Lerc: The r's in strawberry presents a different level of task to what people imagine. It seems trivial to a naive observer because the answer is easily derivable from the question without extra knowledge.A more accurate analogy for humans would be to imagine if every word had a colour. You are told that there are also a sequence of different colours that correspond to the same colour as that word. You are even given a book showing every combination to memorise.You learn the colours well enough that you can read and write coherently using them.Then comes the question of how many chocolate-browns are in teal-with-a-hint-of-red. You know that teal-with-a-hint-of-red is a fruit and you know that the colour can also be constructed by crimson followed by Disney-blond. Now, do both of those contain chocolate-brown or just one of them, how many?It requires excersizing memory to do a task that is underrepresented in the training data because humans simply do not have to do the task at all when the answer can be derived from the question representation. Humans also don't have the ability that the LLMs need but the letter representation doesn't need that ability.

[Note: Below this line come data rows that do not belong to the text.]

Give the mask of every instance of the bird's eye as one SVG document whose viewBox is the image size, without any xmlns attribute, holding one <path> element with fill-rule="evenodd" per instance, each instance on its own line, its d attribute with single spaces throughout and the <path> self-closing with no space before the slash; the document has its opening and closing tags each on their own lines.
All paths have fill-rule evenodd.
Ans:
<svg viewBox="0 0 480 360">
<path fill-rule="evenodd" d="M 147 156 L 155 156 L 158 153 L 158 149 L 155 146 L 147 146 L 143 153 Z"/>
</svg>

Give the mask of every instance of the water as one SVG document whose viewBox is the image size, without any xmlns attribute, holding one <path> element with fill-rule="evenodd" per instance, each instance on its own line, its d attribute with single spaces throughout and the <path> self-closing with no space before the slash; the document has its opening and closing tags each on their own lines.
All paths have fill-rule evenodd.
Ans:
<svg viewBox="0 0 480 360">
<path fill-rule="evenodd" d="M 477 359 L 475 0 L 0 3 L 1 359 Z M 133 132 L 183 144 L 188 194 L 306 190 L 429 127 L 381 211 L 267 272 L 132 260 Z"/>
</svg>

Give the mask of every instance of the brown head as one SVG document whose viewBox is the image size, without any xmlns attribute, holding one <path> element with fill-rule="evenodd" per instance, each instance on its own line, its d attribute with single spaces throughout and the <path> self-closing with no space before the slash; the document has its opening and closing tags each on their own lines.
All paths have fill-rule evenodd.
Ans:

revachol: I just tried it in ChatGPT "Auto" and it didn't work> Yes — ((((()))))) is balanced.> It has 6 opening ( and 6 closing ), and they’re properly nested.Though it did work when using "Extensive Thinking". The model wrote a Python program to solve this.> Almost balanced — ((((()))))) has 5 opening parentheses and 6 closing parentheses, so it has one extra ).> A balanced version would be: ((((()))))Testing a couple of different models without a harness such that no tool calls are possible would be interesting
kenjackson: Weird. I tried in chatGPT auto and it worked perfectly. I tried like 10 variations. I also did the letters in words. Got all of them right.The one thing I did trip it up on was "Is there the sh sound in the word transportation". It said no. And then realized I asked for "sound" not letters. It then subsequently got the rest of the "sounds-like" tests I did.Clearly, my ChatGPT is just better than yours.
grey-area: To those saying this is not surprising, yes it will be surprising to the general public who are being served ads from huge companies like MS or OpenAI saying LLMs can help with their accounting, help them close deals by crunching the numbers in seconds, write complex code for them etc etc.This is important information for anyone to understand who thinks these systems are thinking, reasoning, and learning from them or that they’re having a conversation with them i.e. 90% of users of LLMs.
orbital-decay: Quick sanity check: you're susceptible to pretty terrible optical illusions which would never fool a model, does it mean you're not thinking? In fact, with a non-monospaced font I also have trouble determining whether these parens are balanced, and have to select them with the mouse, i.e. "dumb" tool, to make sure.Reminder that "thinking" is an ill-defined term like others, and the question whether they "think" is basically irrelevant. No intelligent system, human or machine, will ever have zero error rate, due to the very nature of intelligence (another vague term). You have to deal with that the same way you deal with it in humans - either treat them as bugs and build systems resilient to bugs, or accept the baseline error rate if it's low enough.
simianwords: There’s no way this is right. I checked complicated ones with the latest thinking model. Can someone come up with a counter example?
pton_xd: "in this paper we primarily evaluate the LLM itself without external tool calls."Maybe this is a factor?
simianwords: No tools were used.
revachol: heh, interesting that. I just tried it twice more with ChatGPT "Instant" (disabling "Auto-switch to Thinking") and it got it wrong both times. Does yours get it right without thinking or tool calls? If so, maybe it does like you better than me.
graemefawcett: It's not just an issue of tokenization, it's almost a category error. Lisp, accounting and the number of r's in strawberry are all operations that require state. Balancing ((your)((lisp)(parens))) requires a stack, count r's in strawberry requires a register, counting to 5 requires an accumulator to hold 4.An LLM is a router and completely stateless aside from the context you feed into it. Attention is just routing the probability distribution of the next token, and I'm not sure that's going to accumulate much in a single pass.